マレーシアには様々な種類のビザがありますし、2022年に新たに創設されたビザなどもあるのですが、
マレーシアの場合、あまり利用されていない制度や新しくできたばかりの制度は不透明なことが多いうえに、後から抜本的に変更されることもありますので、
まずは、一般的に多く利用されているビザを把握していただき、その選択肢からご検討を開始されるのが良いかと思います。

以下、一般的に利用されているビザを列挙致しました。
下記の(2)以降でそれぞれのビザ制度や選択の基準などを説明していきます。

就労や起業目的の長期滞在の場合:

    1. マレーシア法人の就労ビザ
    2. ラブアン法人の就労ビザ

マレーシア進出前の事前調査を行いたい企業向け:

    1. 駐在員事務所の就労ビザ

就労目的での1年以内の短期滞在の場合:

    1. プロフェッショナルビザ

教育目的の長期滞在の場合:

    1. 学生ビザ
    2. 保護者ビザ

リタイアメントや投資活動での長期滞在の場合:

    1. マレーシア・マイ・セカンドホーム・プログラム(通称、「MM2H」)

 

2)「就労・起業目的」の場合のビザ選択基準 – マレーシア法人 or ラブアン法人

外国人は個人事業主としての登録が認められておらず、就労ビザに関しても個人事業で申請することはできませんので、
マレーシアで起業する場合は法人設立が必要となります。

一般的に就労ビザと言われているものの正式名称は「雇用パス(Employment Pass」と言いまして、
自分で設立した法人に取締役として雇用されているというかたちで就労ビザ(=雇用パス)を申請するということになります。

就労ビザとして利用されているものとしては、
上記のとおり、マレーシア法人の就労ビザとラブアン法人の就労ビザの2種類がありますが、
基本的な考え方としては、

「マレーシア法人の就労ビザ」を取得することができれば、国内向け・国外向けのどちらのビジネスにも対応できるので
マレーシア法人の就労ビザが取得できればビザの観点ではベター。
ただ、マレーシア法人の就労ビザ申請のハードルは非常に高いため、
マレーシア国内向けではなく主に国外向けで起業を予定している場合や、その他税務の観点などでメリットが得られそうな場合は
「ラブアン法人の就労ビザ」が選択肢になる、

というイメージです。

「マレーシア法人の就労ビザ申請はハードルが高い」という点に関して補足しますと、
外資系企業(=資本の過半数を外国人や外国企業が保有する会社)の場合、申請する前に満たさなければならない要件として、

  • 払込済み資本金が50万リンギから100万リンギ(=約1500万円から3000万円) ※業種によって異なります
  • オフィス設置が必要
  • 事実上マレーシア人の雇用がほぼ必須
  • オフィス所在地を管轄する市役所からのライセンス、及び、御社が行うビジネスを管轄する省庁からの認可
  • 上記の要件を満たすために、そもそもビザ申請までに半年から1年(あるいは場合によってはそれ以上)かかることも多い

というようなものとなっております。

このようにハードルが高く設定されている趣旨としては、
マレーシア国内の産業やマレーシア人の小規模ビジネスを保護するという目的がありまして、
外国人による起業に関しては、ローカルの小規模ビジネスと競合しないようなある程度の規模のビジネスであることや、
マレーシアにはないようなサービス、商品、技術を持ち込むものであることが求められています。

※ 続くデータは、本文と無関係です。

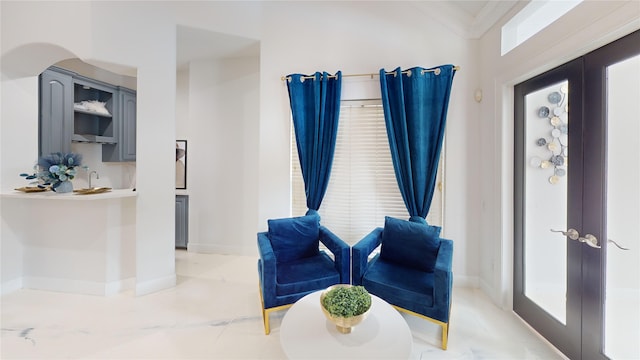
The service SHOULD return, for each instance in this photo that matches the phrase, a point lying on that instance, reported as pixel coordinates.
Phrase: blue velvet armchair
(412, 272)
(291, 265)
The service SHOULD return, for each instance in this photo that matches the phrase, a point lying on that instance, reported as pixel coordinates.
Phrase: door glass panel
(622, 304)
(546, 141)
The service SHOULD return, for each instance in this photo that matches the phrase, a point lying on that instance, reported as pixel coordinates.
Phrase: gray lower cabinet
(56, 112)
(182, 221)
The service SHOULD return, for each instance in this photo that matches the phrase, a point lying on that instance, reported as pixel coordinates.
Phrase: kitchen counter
(74, 243)
(50, 195)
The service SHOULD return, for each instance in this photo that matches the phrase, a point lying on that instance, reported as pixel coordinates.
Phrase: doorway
(576, 256)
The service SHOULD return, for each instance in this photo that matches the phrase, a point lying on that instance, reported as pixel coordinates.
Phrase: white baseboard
(151, 286)
(221, 249)
(10, 286)
(77, 286)
(466, 281)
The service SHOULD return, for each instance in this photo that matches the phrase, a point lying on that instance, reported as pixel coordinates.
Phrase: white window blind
(363, 187)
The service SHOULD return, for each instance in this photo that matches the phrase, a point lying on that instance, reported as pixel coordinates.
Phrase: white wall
(111, 33)
(222, 133)
(587, 27)
(294, 37)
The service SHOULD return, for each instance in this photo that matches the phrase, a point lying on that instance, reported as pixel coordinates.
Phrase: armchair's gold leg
(445, 335)
(265, 313)
(265, 319)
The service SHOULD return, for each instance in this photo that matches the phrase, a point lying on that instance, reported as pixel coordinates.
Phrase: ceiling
(469, 19)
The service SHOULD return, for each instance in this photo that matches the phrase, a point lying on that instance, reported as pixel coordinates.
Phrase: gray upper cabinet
(125, 127)
(95, 110)
(74, 108)
(56, 112)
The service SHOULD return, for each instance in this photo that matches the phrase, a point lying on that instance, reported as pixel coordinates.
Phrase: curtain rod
(371, 75)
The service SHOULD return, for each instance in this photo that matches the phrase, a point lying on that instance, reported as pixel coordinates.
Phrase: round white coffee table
(305, 333)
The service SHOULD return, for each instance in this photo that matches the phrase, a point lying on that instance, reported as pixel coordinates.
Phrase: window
(363, 187)
(534, 17)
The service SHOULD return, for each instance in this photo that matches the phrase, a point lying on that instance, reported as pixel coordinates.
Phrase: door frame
(595, 222)
(564, 337)
(588, 264)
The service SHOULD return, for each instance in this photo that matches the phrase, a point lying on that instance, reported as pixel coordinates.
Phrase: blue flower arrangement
(54, 169)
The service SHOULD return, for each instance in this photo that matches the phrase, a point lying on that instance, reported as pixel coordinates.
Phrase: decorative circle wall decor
(556, 141)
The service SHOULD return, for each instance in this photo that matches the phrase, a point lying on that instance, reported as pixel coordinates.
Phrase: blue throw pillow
(410, 244)
(294, 238)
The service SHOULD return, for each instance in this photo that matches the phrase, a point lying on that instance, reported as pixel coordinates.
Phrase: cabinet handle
(571, 233)
(590, 240)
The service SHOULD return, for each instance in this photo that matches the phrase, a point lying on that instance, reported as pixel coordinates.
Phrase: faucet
(97, 177)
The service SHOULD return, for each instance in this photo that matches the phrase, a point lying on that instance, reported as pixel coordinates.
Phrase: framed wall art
(181, 164)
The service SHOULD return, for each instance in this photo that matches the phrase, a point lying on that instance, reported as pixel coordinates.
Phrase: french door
(576, 242)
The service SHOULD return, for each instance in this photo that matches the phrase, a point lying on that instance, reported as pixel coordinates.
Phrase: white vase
(64, 187)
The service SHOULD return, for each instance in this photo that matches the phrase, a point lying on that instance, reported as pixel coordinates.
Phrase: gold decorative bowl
(94, 190)
(343, 324)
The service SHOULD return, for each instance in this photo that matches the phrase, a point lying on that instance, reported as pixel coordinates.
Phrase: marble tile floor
(214, 313)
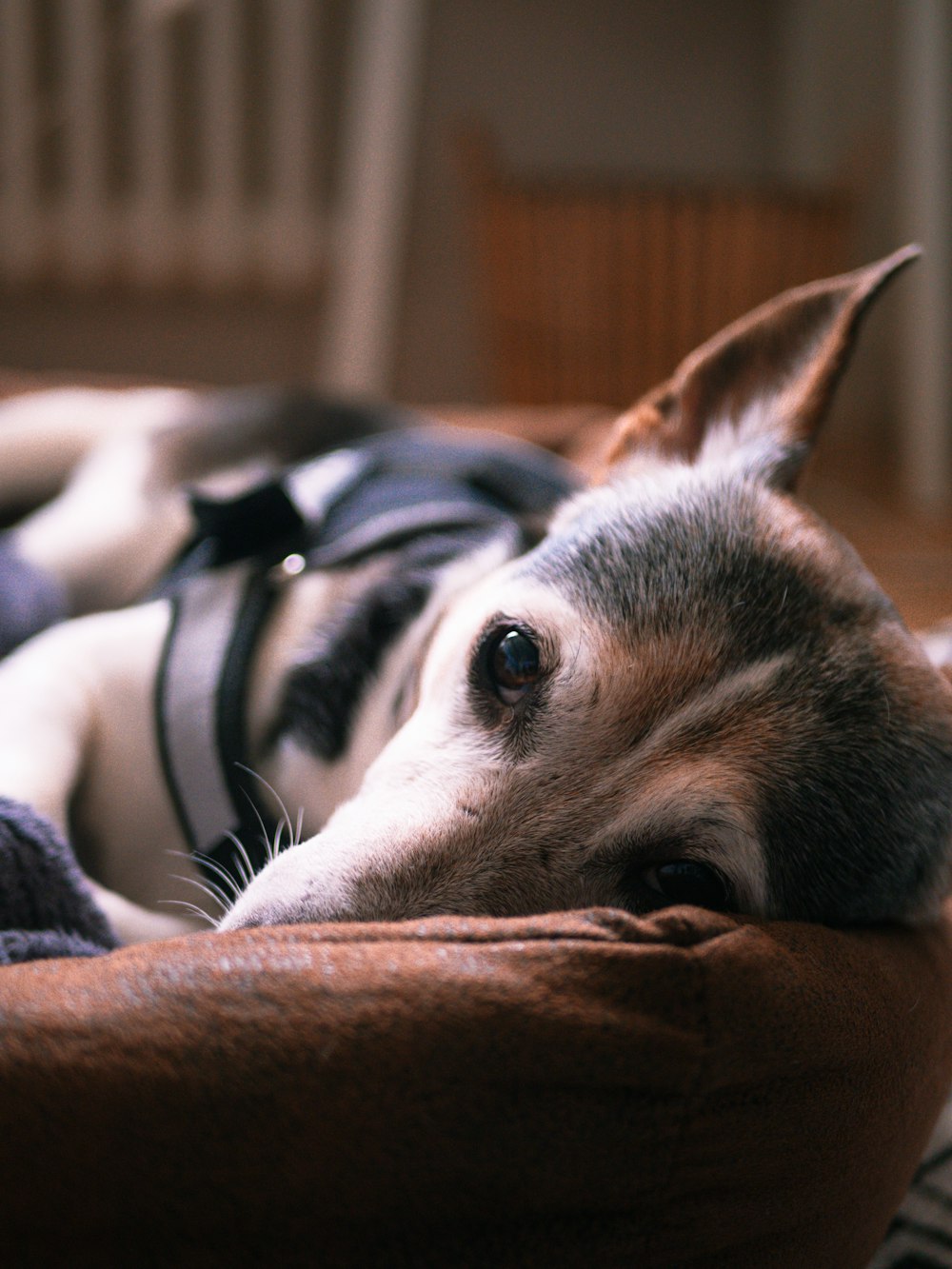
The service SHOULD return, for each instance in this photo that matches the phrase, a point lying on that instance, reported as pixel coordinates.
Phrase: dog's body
(687, 690)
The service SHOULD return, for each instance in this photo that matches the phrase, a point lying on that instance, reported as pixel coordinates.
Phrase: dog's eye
(688, 881)
(513, 665)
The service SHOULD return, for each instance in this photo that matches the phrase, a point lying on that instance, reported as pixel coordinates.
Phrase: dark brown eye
(512, 665)
(688, 881)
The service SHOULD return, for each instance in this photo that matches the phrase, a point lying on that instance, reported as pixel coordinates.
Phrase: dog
(673, 686)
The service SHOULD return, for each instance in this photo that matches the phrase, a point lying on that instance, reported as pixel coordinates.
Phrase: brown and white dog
(689, 689)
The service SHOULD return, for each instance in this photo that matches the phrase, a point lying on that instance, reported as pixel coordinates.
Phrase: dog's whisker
(270, 844)
(190, 907)
(213, 865)
(208, 887)
(244, 861)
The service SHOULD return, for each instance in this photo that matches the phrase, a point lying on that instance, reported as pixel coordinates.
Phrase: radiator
(162, 144)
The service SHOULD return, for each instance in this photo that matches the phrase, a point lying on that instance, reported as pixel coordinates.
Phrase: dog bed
(585, 1088)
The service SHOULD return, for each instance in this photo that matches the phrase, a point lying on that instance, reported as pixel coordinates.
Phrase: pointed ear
(761, 388)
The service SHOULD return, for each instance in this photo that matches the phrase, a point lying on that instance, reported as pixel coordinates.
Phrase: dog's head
(691, 690)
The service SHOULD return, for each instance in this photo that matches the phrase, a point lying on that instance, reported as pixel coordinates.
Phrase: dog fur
(711, 700)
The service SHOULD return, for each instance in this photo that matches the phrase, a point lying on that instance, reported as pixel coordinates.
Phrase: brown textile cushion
(575, 1089)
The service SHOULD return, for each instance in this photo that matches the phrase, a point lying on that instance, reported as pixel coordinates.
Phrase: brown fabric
(574, 1089)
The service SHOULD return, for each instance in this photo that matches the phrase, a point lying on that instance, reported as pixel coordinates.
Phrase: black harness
(395, 492)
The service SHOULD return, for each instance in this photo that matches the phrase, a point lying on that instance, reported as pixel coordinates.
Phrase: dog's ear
(760, 388)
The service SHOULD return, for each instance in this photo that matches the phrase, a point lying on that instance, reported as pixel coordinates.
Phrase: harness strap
(333, 510)
(201, 712)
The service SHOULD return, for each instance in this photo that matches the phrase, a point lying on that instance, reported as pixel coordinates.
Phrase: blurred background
(479, 201)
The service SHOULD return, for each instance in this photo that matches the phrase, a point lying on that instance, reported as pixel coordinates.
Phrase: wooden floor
(910, 555)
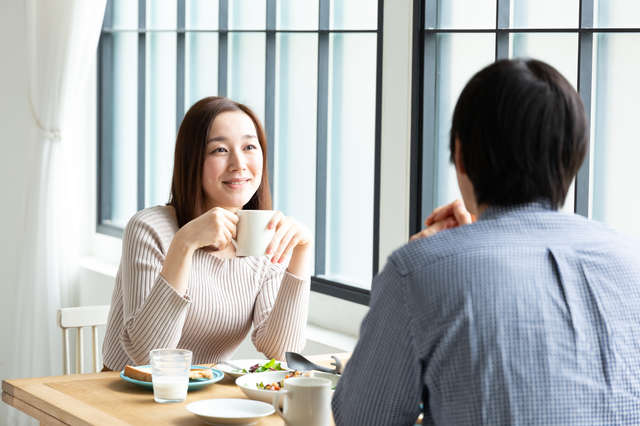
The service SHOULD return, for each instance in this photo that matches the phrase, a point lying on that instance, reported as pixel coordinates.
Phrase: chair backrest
(85, 316)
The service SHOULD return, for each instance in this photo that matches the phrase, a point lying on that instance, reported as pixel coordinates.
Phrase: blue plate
(217, 375)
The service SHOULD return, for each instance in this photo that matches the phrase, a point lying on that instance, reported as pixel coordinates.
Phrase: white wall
(14, 148)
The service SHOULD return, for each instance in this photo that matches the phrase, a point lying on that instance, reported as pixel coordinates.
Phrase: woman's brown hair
(187, 195)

マレーシア法人でのビザ申請のハードルが非常に高いことから、
マレーシア国内向けのビジネスを予定している場合でも、
ひとまずは国外向けビジネスのためにラブアン法人でビザを取得してマレーシアに滞在し、別途マレーシア法人を設立してマレーシア国内向けのビジネスを行う、
というようなかたちを取ることもあります。

この場合、ご自身が保有している就労ビザはラブアン法人のビザですので、ご自身がマレーシア法人のビジネスに関する仕事をマレーシア国内で行うことは認められません。
マレーシア法人の日々のオペレーションは採用したマレーシア人に行ってもらう、などが必要となります。
マレーシア国内向けビジネスの比重の方が大きくなってきた際には、ご自身のビザをマレーシア法人の就労ビザに変更することも選択肢となります。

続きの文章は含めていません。